‘Mr. Robot’: Meet the Show’s Breakout Star Rami Malek
When Mr. Robot debuted back in June, the show was pitched as a ripped-from-the-headlines techno-thriller, with the return of Christian Slater to TV as its main attraction. Now, two months and 10 episodes later, the USA network has an unlikely hit on its hands: a visually striking, subversive, and often surprising drama about the dehumanizing effects of our corporate-controlled, internet-addicted modern world. And a lot of the credit for the show’s out-of-left-field success belongs to the man who plays the series’ troubled hacker hero — the 34-year-old character actor Rami Malek.
After a decade of popping up in memorable supporting roles in everything from A Night at the Museum: Battle of the Smithsonian to The Master and the HBO miniseries The Pacific, Malek is finally getting a chance to prove he can be more than just the intense-looking guy on the edge of the screen. As Elliot Alderson, he has the responsibility of holding down the center of a tricky story, about a drug-addicted, antisocial genius who may be plotting with a team of cyber-rebels to bring down the global financial system — and may or may not be able to tell the difference between fantasy and reality. (The first season’s finale will air on Weds, September 2nd.)

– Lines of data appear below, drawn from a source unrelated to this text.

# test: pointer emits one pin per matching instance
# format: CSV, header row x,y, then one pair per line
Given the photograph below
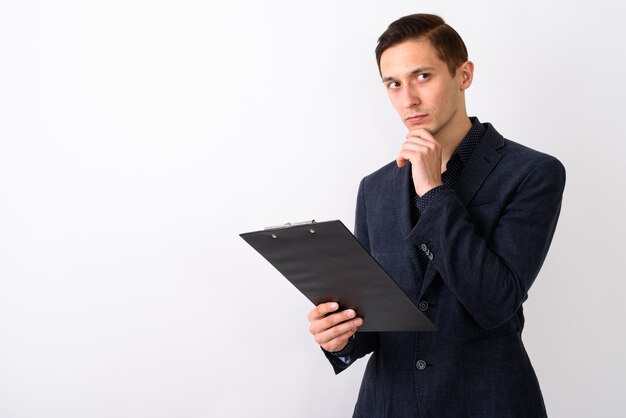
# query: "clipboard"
x,y
326,263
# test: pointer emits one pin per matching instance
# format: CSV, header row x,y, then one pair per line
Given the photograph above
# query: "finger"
x,y
421,133
330,334
330,321
321,310
340,342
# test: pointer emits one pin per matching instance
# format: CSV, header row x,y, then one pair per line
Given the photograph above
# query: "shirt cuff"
x,y
423,201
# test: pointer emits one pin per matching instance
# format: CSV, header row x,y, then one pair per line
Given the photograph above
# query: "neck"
x,y
451,137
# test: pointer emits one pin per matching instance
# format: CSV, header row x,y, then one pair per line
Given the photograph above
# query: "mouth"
x,y
415,119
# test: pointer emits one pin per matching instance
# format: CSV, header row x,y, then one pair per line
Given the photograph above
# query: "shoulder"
x,y
519,159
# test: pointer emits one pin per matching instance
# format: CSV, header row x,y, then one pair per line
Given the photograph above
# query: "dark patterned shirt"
x,y
453,169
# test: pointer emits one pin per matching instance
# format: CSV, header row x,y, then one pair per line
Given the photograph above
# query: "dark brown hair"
x,y
446,41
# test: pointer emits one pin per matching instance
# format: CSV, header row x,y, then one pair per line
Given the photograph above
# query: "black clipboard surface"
x,y
327,263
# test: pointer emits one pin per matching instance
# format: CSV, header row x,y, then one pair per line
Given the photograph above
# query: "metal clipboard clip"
x,y
290,225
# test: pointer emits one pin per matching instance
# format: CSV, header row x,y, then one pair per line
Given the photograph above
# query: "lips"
x,y
415,119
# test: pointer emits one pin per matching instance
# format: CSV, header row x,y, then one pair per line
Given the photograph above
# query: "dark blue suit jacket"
x,y
488,239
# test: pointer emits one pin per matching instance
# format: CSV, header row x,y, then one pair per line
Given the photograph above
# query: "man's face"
x,y
421,88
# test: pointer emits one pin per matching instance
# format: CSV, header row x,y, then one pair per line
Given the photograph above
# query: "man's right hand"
x,y
332,330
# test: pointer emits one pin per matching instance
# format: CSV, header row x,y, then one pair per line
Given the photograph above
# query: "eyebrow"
x,y
414,72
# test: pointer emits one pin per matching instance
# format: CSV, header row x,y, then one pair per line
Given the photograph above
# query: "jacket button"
x,y
421,365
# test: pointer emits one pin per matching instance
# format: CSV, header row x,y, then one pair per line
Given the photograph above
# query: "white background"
x,y
139,138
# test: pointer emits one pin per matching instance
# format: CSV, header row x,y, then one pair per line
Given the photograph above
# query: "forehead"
x,y
408,55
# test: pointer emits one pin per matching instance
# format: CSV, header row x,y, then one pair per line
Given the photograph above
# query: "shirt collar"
x,y
468,144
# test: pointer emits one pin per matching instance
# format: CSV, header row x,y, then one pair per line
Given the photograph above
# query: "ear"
x,y
466,73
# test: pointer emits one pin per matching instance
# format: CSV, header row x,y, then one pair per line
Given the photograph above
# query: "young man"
x,y
462,221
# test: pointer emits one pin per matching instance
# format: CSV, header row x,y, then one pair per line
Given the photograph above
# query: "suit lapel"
x,y
477,168
403,182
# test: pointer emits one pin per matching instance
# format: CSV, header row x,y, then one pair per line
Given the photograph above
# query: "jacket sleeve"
x,y
364,342
491,277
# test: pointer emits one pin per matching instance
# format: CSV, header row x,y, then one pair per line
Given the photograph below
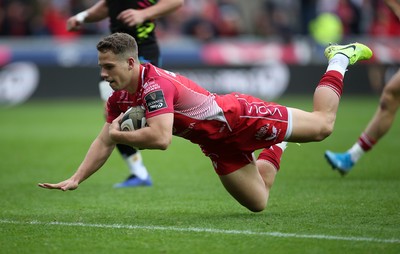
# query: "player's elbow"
x,y
324,131
163,143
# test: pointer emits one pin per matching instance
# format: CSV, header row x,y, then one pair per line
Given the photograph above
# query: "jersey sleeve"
x,y
112,109
158,96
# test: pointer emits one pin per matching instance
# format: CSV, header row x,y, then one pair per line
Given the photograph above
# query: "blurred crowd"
x,y
206,20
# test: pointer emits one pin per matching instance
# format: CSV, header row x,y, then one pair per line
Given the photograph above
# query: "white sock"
x,y
356,152
339,62
136,166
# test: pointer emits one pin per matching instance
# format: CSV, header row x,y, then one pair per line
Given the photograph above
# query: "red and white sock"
x,y
333,80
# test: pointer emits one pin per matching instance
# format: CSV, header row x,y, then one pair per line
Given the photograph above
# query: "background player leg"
x,y
378,126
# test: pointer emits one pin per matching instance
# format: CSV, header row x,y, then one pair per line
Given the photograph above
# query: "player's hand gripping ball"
x,y
133,119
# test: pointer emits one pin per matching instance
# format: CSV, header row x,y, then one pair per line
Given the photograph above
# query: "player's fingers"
x,y
48,186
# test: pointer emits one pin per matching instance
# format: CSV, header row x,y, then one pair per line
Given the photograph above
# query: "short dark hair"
x,y
118,43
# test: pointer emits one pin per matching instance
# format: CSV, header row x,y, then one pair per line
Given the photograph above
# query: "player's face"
x,y
115,70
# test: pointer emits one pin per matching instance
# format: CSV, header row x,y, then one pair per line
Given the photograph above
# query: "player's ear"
x,y
131,63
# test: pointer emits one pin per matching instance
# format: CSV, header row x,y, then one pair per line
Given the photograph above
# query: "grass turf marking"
x,y
204,230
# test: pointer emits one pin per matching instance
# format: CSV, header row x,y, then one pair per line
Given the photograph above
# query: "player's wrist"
x,y
80,17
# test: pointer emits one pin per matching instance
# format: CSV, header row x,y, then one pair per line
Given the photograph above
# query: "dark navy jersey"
x,y
144,33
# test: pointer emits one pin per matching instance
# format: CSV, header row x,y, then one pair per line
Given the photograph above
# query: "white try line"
x,y
204,230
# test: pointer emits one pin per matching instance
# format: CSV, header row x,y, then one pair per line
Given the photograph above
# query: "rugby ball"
x,y
133,119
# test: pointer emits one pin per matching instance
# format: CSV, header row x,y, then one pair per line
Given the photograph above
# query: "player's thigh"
x,y
247,187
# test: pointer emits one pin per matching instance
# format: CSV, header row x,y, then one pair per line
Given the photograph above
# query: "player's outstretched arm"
x,y
96,156
68,184
97,12
132,17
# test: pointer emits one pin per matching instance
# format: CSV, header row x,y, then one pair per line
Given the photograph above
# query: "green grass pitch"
x,y
312,209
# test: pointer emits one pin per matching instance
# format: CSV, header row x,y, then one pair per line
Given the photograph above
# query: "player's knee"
x,y
389,100
324,130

Getting the lead in an unexpectedly popular cable series is a long way from where the Egyptian-American actor was a decade ago, when he was staying up all night in his family’s cramped apartment to stuff resumés and head-shots into envelopes. “I heard ‘no’ a lot back then,” Malek laughs. “But like my dad would always say, ‘This kid’s tenacious.'”
According to Mr. Robot‘s creator Sam Esmail, that tenacity has turned his show into a true collaboration. Even before they shot the first episode, the two men had marathon conferences in restaurant booths, where they picked over every aspect of Elliot, hashing out the origins of his crippling social anxiety and his connection to Slater’s mysterious, anarchic title character. The showrunner says that throughout production, the two words he heard most often from his star were, “Let’s talk.”
“I’d lived with Elliot for so long that I knew a lot of little details that I never thought an actor would want to know, necessarily,” Esmail says. “But Rami couldn’t ask enough questions. Some of things he asked I’d never thought about before. But I knew the answers. It was strange.”
Malek didn’t just confer with the writer-producer, either. On the set he had long conversations with cinematographer Tod Campbell, asking what lenses were being used and which camera angles were being employed for each shot. He’s taken a similar approach to Mr. Robot‘s many voice-overs, which are an essential part of the overall design of the show; Malek has always had an earpiece, and an assistant reading the script to him in a low whisper, in order to carry Elliot’s thoughts with him in his performance. “There’s something about having a voice in your ear at a low decibel,” he explains. “It creates some type of mental reverberation. It alters the way my eyes move. I notice the difference.”
For Esmail, working with someone as diligent as Malek requires more than a little finesse, especially given that a lot of Mr. Robot has been about what the main character does not know. But the producer says he’s trusted his star with most of the show’s big twists from the beginning…even (spoiler alert) the revelation that Elliot’s hacking co-conspirator Darlene is actually his sister, and that Slater’s “Mr. Robot” is an imaginary version of their late father. The showrunner’s feeling is that his star should know what’s-what — not just to keep from making choices that derail the story, but also because deep down, the character knows these things, even if he’s too disoriented to remember them.
“It raises some pretty dark questions about the world we live in,” Malek says of the show’s wobbly-reality tone and plot twists. More importantly, he excited to be working on “one of the finest shows on television…it feel like it’s bleeding out of the screen,” which may explain why it’s captured the attention of people who don’t ordinarily tune in to USA. It doesn’t look or feel like anything else on TV — and with his sunken eyes, sharp jaw, and deep, halting voice, neither does its star.